According to the FT, this is the largest capital increase in the history of capital markets, the second largest was Petrobras in 2010 at around 70bn.
The financial press focused mainly on the 10 bn stake that Berkshire Hathaway took as part of the package. To be honest, this is a very small amount of money for Berkshire’s current size. It is also hard to really judge how good of an investor Greg Abel actually is.
The interesting thing about this capital increase is that so far, at least in the ~40 years that I follow stock markets, capital increases in size only occurred in the following situations:
Primary share portion in an IPO
Emergency capital raising in a crisis ( e.g. Banks in the GFC)
Major M&A transaction where the acquiring company pays with new shares (Paramount)
In Google’s case, clearly none of the three situations applies. According to TIKR, Alphabet still has net cash despite ~100 bn in bonds outstanding. So in theory they could issue a lot more debt.
I heard the argument that Equity is “cheaper” than debt as the interest rate on a debt offering would be 5% whereas the “earnings yield” at the current 30x P/E is “only” 3,3%. However this does not reflect the tax shield from interest and especially not the fact that Alphabet’s earnings will most likely increase for the foreseeable future and that very soon that “earnings yield” for the issued shares will be much higher than the current 3,3%.
This is the main “justification” of Alphabet for the capital raise besides a 30 bn additional tax bill:
If you read this carefully, it is clear that they could still fund the 2026 Capex more or less with operating cashflow, but already in 2027, they plan to spend much more than that.
The really interesting thing is clearly: What are their plans beyond 2027 ? My best guess is that they plan with even larger investments that are not offset by operating cash flow.
But even so, why not wait until 2027 or so when they have a clearer point of view ? And I think here comes something into play which in my old Corporate Finance days was the golden rule of financing: “Raise when you can, not when you must”.
I think the Alphabet guys might have seen SpaceX’s announcement, they know that OpenAI filed for an IPO and that Anthropic will come to the capital markets as well.

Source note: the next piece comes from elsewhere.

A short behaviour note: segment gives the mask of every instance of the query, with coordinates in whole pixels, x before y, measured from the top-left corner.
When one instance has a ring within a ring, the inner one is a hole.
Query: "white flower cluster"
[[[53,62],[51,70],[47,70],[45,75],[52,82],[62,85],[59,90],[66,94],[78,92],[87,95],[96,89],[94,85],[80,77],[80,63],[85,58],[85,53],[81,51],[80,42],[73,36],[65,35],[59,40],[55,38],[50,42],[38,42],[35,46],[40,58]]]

As large as the listed capital markets are, there is only so much appetite for capital increases. Maybe they even fear a significant market correction which would require them to issue a much larger number of shares for the same amount of money.
Funnily enough, there were rumours that even Meta seems to think about raising large amounts of capital to fund their AI Capex programs.
One other factor that might also play a role here is that both, Private Credit and Private Equity which have been offering significant amounts of capital so far fight with redemptions themselves and are potentially overallocated to data centres already.
To me it is pretty unclear where all this is going. However one thing now is clearer to me:
The capital required to scale up this technology is larger than even the latest and best funded players like Google expected.
In my opinion, this means that it is very unlikely that we see 5 companies scaling this in parallel on their own (Alphabet, Meta, OpenAi, Anthropic & SpaceX). 1,2 or even 3 of those players might fold at some point in time or would need to collaborate really closely with someone like Microsoft or Apple to stay in the race. Or get help from the Orange guy in some sort.
Scrutinizing Data Centre Infrastructure orderbooks
For ordinary investors this might also mean to better scrutinize order books of companies that are supposed to profit from a further AI build out and trade at high multiples themselves.
At the moment, it is enough if a company releases “AI data centre” contracts to justify sky high multiples. I guess going forward, maybe even sooner than later, one really needs to understand from which counterparts those contracts are. Because not all of them might be actually turn out to be valuable.
In any case, as someone who loves capital markets, this is a great time to be alive and witness what is going on at the moment.